5. Acne Treatment: none


----------



## empericalbeauty (Oct 17, 2007)

1. Facial Cleanser: Neem soap or Oil cleansing method (I use mustard oil)

2. Facial Moisturizer: Shea butter

3. Face Mask: Multani (its an indian product)

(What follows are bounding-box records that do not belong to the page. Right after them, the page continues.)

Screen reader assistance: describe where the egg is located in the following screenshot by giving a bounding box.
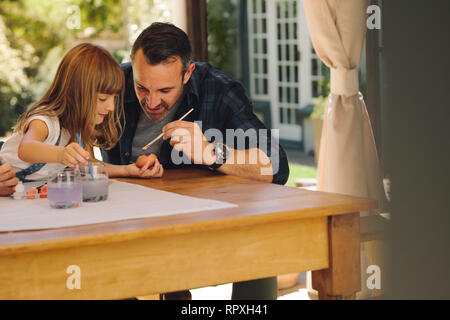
[136,153,156,168]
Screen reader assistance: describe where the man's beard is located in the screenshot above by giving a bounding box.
[141,98,169,111]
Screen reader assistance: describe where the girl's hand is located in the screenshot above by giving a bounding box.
[58,142,89,168]
[125,159,164,178]
[0,163,19,196]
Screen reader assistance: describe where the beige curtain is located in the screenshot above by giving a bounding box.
[303,0,385,299]
[303,0,384,212]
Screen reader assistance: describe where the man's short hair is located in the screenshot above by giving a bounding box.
[131,22,191,74]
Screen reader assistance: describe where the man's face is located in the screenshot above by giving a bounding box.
[132,49,194,121]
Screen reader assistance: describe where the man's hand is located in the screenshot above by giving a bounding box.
[0,163,19,196]
[162,120,215,165]
[125,159,164,178]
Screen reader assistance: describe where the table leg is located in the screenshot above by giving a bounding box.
[312,212,361,300]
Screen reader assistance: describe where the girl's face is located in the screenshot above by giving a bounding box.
[95,93,118,124]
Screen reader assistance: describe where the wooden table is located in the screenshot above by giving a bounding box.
[0,169,376,299]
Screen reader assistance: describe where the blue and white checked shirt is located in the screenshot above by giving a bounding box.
[102,62,289,184]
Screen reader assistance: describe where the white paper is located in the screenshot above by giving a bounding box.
[0,180,237,232]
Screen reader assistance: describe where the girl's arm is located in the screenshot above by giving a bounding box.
[104,159,164,178]
[84,148,164,178]
[18,120,89,167]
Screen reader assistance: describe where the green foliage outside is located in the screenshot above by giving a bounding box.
[0,0,172,137]
[285,162,317,187]
[207,0,242,81]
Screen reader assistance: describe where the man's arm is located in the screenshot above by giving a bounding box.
[0,163,19,196]
[217,148,273,183]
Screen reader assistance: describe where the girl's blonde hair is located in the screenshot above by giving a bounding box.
[14,43,125,150]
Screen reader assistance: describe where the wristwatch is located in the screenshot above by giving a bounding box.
[208,142,230,171]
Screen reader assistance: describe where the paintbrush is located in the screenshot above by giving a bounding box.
[142,108,194,150]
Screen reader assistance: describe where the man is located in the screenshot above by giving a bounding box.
[102,23,289,299]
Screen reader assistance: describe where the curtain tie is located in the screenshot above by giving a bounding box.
[330,68,359,97]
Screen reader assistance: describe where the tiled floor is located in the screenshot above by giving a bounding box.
[191,273,311,300]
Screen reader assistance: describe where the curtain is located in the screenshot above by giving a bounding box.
[303,0,385,298]
[303,0,384,214]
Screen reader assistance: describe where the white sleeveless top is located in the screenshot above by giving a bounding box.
[0,115,70,180]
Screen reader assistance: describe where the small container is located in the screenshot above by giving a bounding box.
[79,161,108,202]
[47,168,83,209]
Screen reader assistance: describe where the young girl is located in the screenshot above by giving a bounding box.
[0,43,163,182]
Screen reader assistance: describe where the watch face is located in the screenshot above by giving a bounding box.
[215,142,228,164]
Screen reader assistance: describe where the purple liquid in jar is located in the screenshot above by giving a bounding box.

4. Facial Exfoliant/At-Home Dermabrasion: Sugar and olive oil

5. Acne Treatment: None.


----------



## Jinjer (Oct 17, 2007)

1. Facial Cleanser: Neutrogena Oli Free Acne Foaming Cleanser

2. Facial Moisturizer: Oil if Olay

3. Face Mask: Queen Helene Mint Julep

4. Facial Exfoliant/At-Home Dermabrasion: Oil of Olay Skin polisher

5. Acne Treatment: Oil Free Acne Clearing moisturiser (Neutrogena)


----------



## michal_cohen (Oct 17, 2007)

1. Facial Cleanser: neutrogena visibly clear gentle exfoliating

2. Facial Moisturizer: johnsons holiday skin daily moisturiser

3. Face Mask: neutrogeana visibly clear 2 in 1 wash/mask

4. Facial Exfoliant/At-Home Dermabrasion:

5. Acne Treatment:revlon step one blemish corrector


----------



## momidoll (Oct 17, 2007)

1. Facial Cleanser: oil of olay foaming face wash (sensitive skin)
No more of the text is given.